Celowo ograniczam się do litery S, bo to także inicjał największej
nauczycielki życia. Dodane przez reżysera zakończenie ten fakt
uwzględnia.
Sztuka opowiada o spotkaniach młodej fryzjerki, pochodzącej z
robotniczego środowiska Rity (Ewelina
Kudeń-Nowosielska) z podstarzałym i mocno przepitym
profesorem literatury angielskiej Frankiem Bryantem
(Andrzej Wichrowski). Korepetycje udzielane Ricie
w ramach uniwersytetu otwartego z czasem przeradzają się w przyjaźń
podszytą wzajemną fascynacją. Profesor tłumaczy dziewczynie, czym
jest asonans, na czym polega tragedia i jak odróżnić rzeczy
literacko ważne od nieistotnych. Uczennica otwiera oczy profesora
na inny świat... marnych szkół, robotniczych dzielnic, tanich
zakładów fryzjerskich, ale też świat ambitnych młodych ludzi,
którzy zamiast roztkliwiać się nad sobą i delektować przegranym
życiem, wierzą jeszcze w naukę, sztukę, odkrywanie prawdy. Seria
jedenastu epizodów ukazuje kolejne fazy tej edukacyjnej wymiany.
Zderzenie dwóch światów daje niejednokrotnie efekt
komiczny.
Kolejne fazy procesu, kolejne sceny oddzielone wyciemnieniami.
Mija tydzień albo dwa - ona zmienia bluzę lub sweterek, on zawsze w
tej samej wytartej marynarce i przybrudzonych spodniach. Wśród
papierów na biurku coraz więcej kartek z jej wypracowaniami, na
zapleczu coraz więcej opróżnionych przez niego pustych butelek.

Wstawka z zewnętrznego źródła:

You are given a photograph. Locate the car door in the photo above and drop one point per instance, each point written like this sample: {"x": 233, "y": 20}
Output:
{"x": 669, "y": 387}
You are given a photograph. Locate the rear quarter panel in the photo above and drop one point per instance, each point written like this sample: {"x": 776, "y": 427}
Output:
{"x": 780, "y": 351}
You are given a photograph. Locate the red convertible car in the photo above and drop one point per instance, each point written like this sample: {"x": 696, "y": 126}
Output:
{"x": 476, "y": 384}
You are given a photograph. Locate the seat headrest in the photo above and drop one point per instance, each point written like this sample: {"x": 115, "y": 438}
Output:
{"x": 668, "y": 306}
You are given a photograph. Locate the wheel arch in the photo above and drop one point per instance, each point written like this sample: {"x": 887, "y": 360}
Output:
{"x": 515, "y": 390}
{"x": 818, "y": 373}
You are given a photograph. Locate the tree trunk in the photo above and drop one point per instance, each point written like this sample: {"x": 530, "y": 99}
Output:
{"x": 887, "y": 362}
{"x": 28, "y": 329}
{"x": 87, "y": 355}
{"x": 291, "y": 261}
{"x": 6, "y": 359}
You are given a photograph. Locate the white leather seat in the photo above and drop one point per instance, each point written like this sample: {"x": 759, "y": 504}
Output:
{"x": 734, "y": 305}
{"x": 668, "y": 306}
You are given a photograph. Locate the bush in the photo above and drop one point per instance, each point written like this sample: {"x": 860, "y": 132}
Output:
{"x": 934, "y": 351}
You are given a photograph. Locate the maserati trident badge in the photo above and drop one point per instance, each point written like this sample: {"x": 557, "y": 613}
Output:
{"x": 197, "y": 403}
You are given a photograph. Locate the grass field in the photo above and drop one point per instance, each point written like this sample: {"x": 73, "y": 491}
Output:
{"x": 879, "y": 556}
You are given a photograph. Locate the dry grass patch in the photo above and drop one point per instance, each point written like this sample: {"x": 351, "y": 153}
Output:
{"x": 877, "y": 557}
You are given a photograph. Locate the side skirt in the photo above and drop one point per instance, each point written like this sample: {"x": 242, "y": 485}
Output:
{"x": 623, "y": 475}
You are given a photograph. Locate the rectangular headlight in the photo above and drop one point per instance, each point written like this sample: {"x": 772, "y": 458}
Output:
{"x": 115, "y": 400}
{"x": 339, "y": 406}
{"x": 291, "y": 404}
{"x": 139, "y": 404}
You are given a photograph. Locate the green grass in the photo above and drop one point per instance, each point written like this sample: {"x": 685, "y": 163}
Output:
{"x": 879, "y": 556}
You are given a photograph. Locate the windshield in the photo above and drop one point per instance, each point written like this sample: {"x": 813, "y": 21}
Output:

Głównym zadaniem aktorów jest w tej sztuce pokazanie zachodzącej
stopniowo zmiany. Rita ma się powoli pozbywać wulgarnego języka i
spontanicznych wybuchów śmiechu, Frank ma przechodzić od niechęci
do fascynacji, a nawet zazdrości. I trzeba przyznać, że grającym w
przedstawieniu aktorom nieźle to wychodzi. Andrzej Wichrowski
pokazał rozwój granego przez siebie bohatera subtelnymi środkami.
Na kolejnych spotkaniach jest coraz bardziej ożywiony, żartobliwy.
Początkowo niechętny wobec nowej uczennicy, z czasem śmieje się z
zabawnych sytuacji i nieporozumień. Ale gdy Rita wyjeżdża na
wakacyjny kurs, gdy poznaje nowych przyjaciół, zaczyna żyć własnym
życiem - staje się zazdrosny. Najlepszy aktorsko moment to rozmowa
telefoniczna z przyjaciółką Rity, w której Frank jest zdumiewająco
bezradny, speszony i przepraszający. Widać w tym świadomość
porażki, własnej śmieszności. Chwilę później wchodzi Rita w białej
sukni ślubnej. Minusem wydaje się pomysł, by aktor ciągle coś pisał
(trochę wbrew tekstowi, w którym mówi, że zerwał z
pisaniem).
Ewelina Kudeń-Nowosielska stworzyła swą Ritę z kilku gestów,
zachowań, sposobu mówienia. W charakterystyczny sposób obciąga
sweter, drapie się po udach, podciąga pod brodę kolana. Gdy czegoś
szuka, wyrzuca całą zawartość torby na podłogę. Jest żywiołowa,
energetyczna, mówi, co myśli. Z czasem ta spontaniczność zmienia
się w kulturalne dobre maniery, przy czym zmiana następuje trochę
zbyt skokowo. Widać to dobrze po przekleństwach - na pierwszym
spotkaniu Rita klnie jak szewc, potem nagle przestaje (tylko raz
wymsknie jej się wulgarne słowo) - w tym akurat elemencie nie widać
trwającego procesu zmiany. Świetnie natomiast zmienia się jej
sposób deklamowania literatury - od naiwnego patosu do
inteligentnego zrozumienia (gdy recytuje wiersz Blake'a).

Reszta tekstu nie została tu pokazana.